Esse novo posicionamento causou muitos conflitos e resistências entre os funcionários. Segundo a presidente, essa realidade, somada à presença de funcionários de cargos de confiança não vinculados ao quadro funcional, levou a um embate entre os “de fora” – assessores e cargo de confiança da presidência – e os “de dentro” da instituição – funcionários do quadro, inviabilizando, muitas vezes, ações de mudanças. Um exemplo desse conflito foi a dificuldade de fazerem parceria de trabalho com o projeto Hip-Hop, em que os oficineiros eram adolescentes de periferia, o que os faziam alvo de discriminação por parte dos funcionários da FEBEM. Mesmo assim, avalia a presidente,

Foram visíveis as contribuições desses assessores, principalmente, na área de Projetos e Capacitação de Recursos (que possibilitou a apresentação de projetos qualificados e inovadores e, com isto, aumentando as chances de disputa junto às agências financiadoras) e também na Pesquisa (implantando procedimentos gerais, como a utilização de dados existentes sobre o atendimento e a criação de novos identificadores para “administrar com a força dos fatos”) (OLIVEIRA, 2001:214).

Segundo a presidente, a máquina burocrática existente dificultou o surgimento de uma nova lógica institucional. Para ela, a estrutura burocrática da FEBEM estava composta por muitos profissionais que tinham uma militância que muito se assemelhava aos efeitos da máquina de disciplina da instituição total. (OLIVEIRA, 2001: 216).

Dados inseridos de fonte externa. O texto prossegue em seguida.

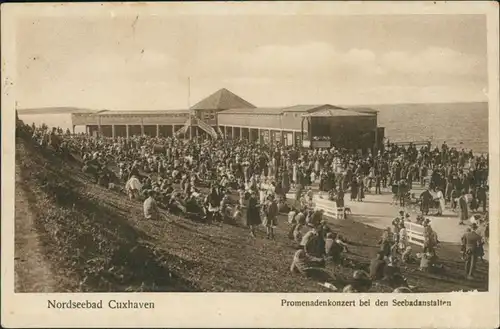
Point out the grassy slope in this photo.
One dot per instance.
(177, 254)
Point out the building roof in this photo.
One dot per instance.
(254, 110)
(363, 109)
(309, 108)
(295, 109)
(222, 99)
(138, 112)
(328, 112)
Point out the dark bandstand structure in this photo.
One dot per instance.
(228, 116)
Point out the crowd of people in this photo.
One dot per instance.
(199, 178)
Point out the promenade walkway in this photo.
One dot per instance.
(378, 211)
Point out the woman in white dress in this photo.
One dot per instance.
(441, 200)
(403, 237)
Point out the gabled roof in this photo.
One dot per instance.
(222, 99)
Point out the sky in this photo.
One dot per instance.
(144, 62)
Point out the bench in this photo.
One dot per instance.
(329, 207)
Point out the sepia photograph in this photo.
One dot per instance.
(251, 153)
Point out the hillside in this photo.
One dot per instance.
(96, 240)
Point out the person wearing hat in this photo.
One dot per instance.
(463, 211)
(253, 213)
(150, 207)
(426, 199)
(471, 244)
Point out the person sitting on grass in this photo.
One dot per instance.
(386, 243)
(360, 282)
(377, 266)
(333, 249)
(237, 215)
(150, 207)
(407, 256)
(310, 267)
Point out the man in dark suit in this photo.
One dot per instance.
(471, 243)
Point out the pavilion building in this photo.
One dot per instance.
(226, 115)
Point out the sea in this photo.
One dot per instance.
(461, 125)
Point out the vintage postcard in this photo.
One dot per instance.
(250, 164)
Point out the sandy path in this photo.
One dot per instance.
(32, 272)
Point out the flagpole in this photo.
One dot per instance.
(189, 92)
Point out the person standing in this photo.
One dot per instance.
(463, 212)
(471, 244)
(441, 199)
(150, 207)
(253, 213)
(271, 211)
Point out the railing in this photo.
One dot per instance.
(415, 233)
(184, 128)
(207, 128)
(329, 208)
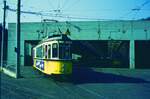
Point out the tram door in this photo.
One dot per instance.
(28, 45)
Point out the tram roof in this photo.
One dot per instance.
(58, 37)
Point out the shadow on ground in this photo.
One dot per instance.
(87, 75)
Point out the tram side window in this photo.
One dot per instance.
(45, 51)
(55, 50)
(39, 52)
(49, 51)
(64, 51)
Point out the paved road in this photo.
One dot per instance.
(85, 83)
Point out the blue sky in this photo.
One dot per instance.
(76, 10)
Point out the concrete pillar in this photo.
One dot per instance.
(132, 54)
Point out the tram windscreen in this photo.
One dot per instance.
(64, 51)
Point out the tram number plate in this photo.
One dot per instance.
(40, 64)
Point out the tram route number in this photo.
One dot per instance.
(40, 64)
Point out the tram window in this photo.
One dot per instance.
(49, 51)
(55, 50)
(39, 52)
(61, 50)
(45, 51)
(64, 51)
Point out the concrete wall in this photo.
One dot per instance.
(103, 30)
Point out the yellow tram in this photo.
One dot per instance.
(53, 55)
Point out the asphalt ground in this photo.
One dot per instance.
(84, 83)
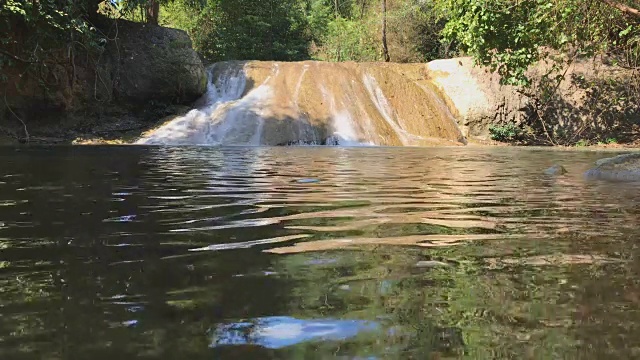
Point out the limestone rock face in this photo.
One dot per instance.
(154, 63)
(476, 97)
(624, 167)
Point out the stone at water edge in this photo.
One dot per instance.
(555, 170)
(624, 167)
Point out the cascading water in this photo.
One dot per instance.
(271, 103)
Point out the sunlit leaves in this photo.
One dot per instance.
(508, 35)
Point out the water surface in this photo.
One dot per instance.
(314, 253)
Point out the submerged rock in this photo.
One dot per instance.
(624, 167)
(555, 170)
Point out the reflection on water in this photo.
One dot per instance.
(282, 331)
(350, 253)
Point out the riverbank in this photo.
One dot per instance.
(405, 101)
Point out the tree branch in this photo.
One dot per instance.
(622, 7)
(10, 55)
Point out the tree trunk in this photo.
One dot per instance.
(385, 49)
(153, 9)
(92, 7)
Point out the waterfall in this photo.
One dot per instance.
(272, 103)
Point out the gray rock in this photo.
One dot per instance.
(555, 170)
(624, 167)
(157, 64)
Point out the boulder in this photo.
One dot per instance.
(555, 170)
(624, 167)
(158, 64)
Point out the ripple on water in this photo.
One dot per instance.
(392, 253)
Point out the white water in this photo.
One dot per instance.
(309, 110)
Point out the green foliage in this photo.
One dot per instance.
(243, 29)
(510, 36)
(508, 132)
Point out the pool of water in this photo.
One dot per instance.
(315, 253)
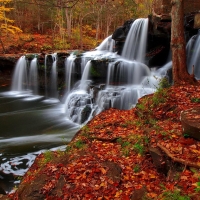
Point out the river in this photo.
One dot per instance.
(29, 125)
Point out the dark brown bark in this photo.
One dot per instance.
(180, 74)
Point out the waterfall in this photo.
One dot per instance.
(193, 55)
(127, 76)
(107, 45)
(85, 76)
(53, 78)
(69, 70)
(124, 76)
(20, 77)
(33, 76)
(135, 44)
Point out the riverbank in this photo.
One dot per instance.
(124, 155)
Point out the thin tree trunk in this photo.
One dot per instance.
(180, 74)
(4, 51)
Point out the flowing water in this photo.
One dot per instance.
(31, 123)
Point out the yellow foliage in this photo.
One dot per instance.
(6, 23)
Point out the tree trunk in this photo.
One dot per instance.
(180, 74)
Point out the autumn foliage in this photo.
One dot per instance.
(109, 158)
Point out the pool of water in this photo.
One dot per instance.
(29, 125)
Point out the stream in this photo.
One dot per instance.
(29, 125)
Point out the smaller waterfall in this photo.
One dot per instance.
(33, 76)
(135, 44)
(85, 77)
(107, 45)
(53, 78)
(20, 77)
(69, 70)
(193, 55)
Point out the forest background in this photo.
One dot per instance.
(38, 25)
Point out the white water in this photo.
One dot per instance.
(33, 76)
(193, 51)
(107, 45)
(69, 71)
(135, 44)
(20, 79)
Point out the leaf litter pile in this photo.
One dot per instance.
(112, 156)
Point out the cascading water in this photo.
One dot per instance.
(33, 76)
(135, 44)
(193, 55)
(124, 76)
(107, 45)
(69, 70)
(20, 77)
(53, 78)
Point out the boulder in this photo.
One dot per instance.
(190, 120)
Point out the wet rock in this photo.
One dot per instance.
(2, 191)
(190, 120)
(159, 160)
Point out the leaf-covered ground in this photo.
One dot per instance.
(110, 157)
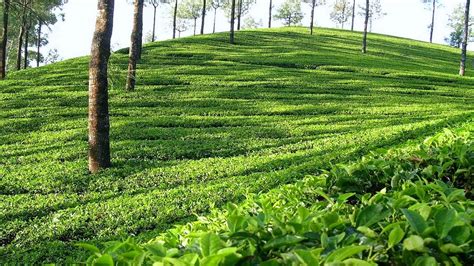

Em síntese, a introdução de uma nova lógica administrativa provocou sérios embates entre a nova gestão e os setores que se sentiam ameaçados pelas novas diretrizes e pela presença de assessores externos que não pertenciam ao quadro funcional. A situação foi agravada com a ocorrência de um motim, em setembro de 1999, que ocasionou a morte de um monitor. Em função desses fatos, a Comunidade Socioeducativa - CSC, unidade em que ocorreu o conflito, foi

reformada. Durante a reforma, os internos foram transferidos para a cidade de Osório. Em agosto de 2000, pouco tempo após o retorno dos internos para Porto Alegre, ocorreu outro motim que teve grande repercussão na imprensa. Esse fato teve como desdobramento a solicitação, pelo Judiciário e pelo Ministério Público, de afastamento da presidente da FEBEM. O Judiciário e o Ministério Público entraram com uma representação criminal e um pedido de liminar, feitos para julgar o suposto crime de falsidade ideológica e irregularidades administrativas. A liminar sustentava que a instituição teria permitido aos adolescentes de primeiro ingresso ter contato com os adolescentes com perfis “bem mais comprometidos”. Segundo essa liminar, esse fato colocou em risco irreparável a ordem e a segurança pública. Também foi alegado que a direção tinha faltado com a sinceridade, pois fornecera informações sobre as condições físicas da instituição não condizentes com a realidade.

Segundo a gestora, a atitude do Ministério Público foi desproporcional, uma vez que nenhum pedido de afastamento foi encaminhado em gestões anteriores onde ocorreu uma sucessão de episódios violentos, com morte de internos e sérias denúncias de violação de direitos humanos (OLIVEIRA, 2001:217). A hipótese que esta gestora levantou em relação à desproporcionalidade das penalidades aplicadas é a de que houve um embate político e oposição a um projeto que tinha como objetivo institucional a inclusão social dos adolescentes que são vistos pela sociedade como “lixo humano”. Lembra, essa gestora, que outras gestões anteriores também foram interrompidas de forma traumática, suspendendo os processos, e, assim, colocando a instituição em um eterno recomeço (OLIVEIRA, 2001:220).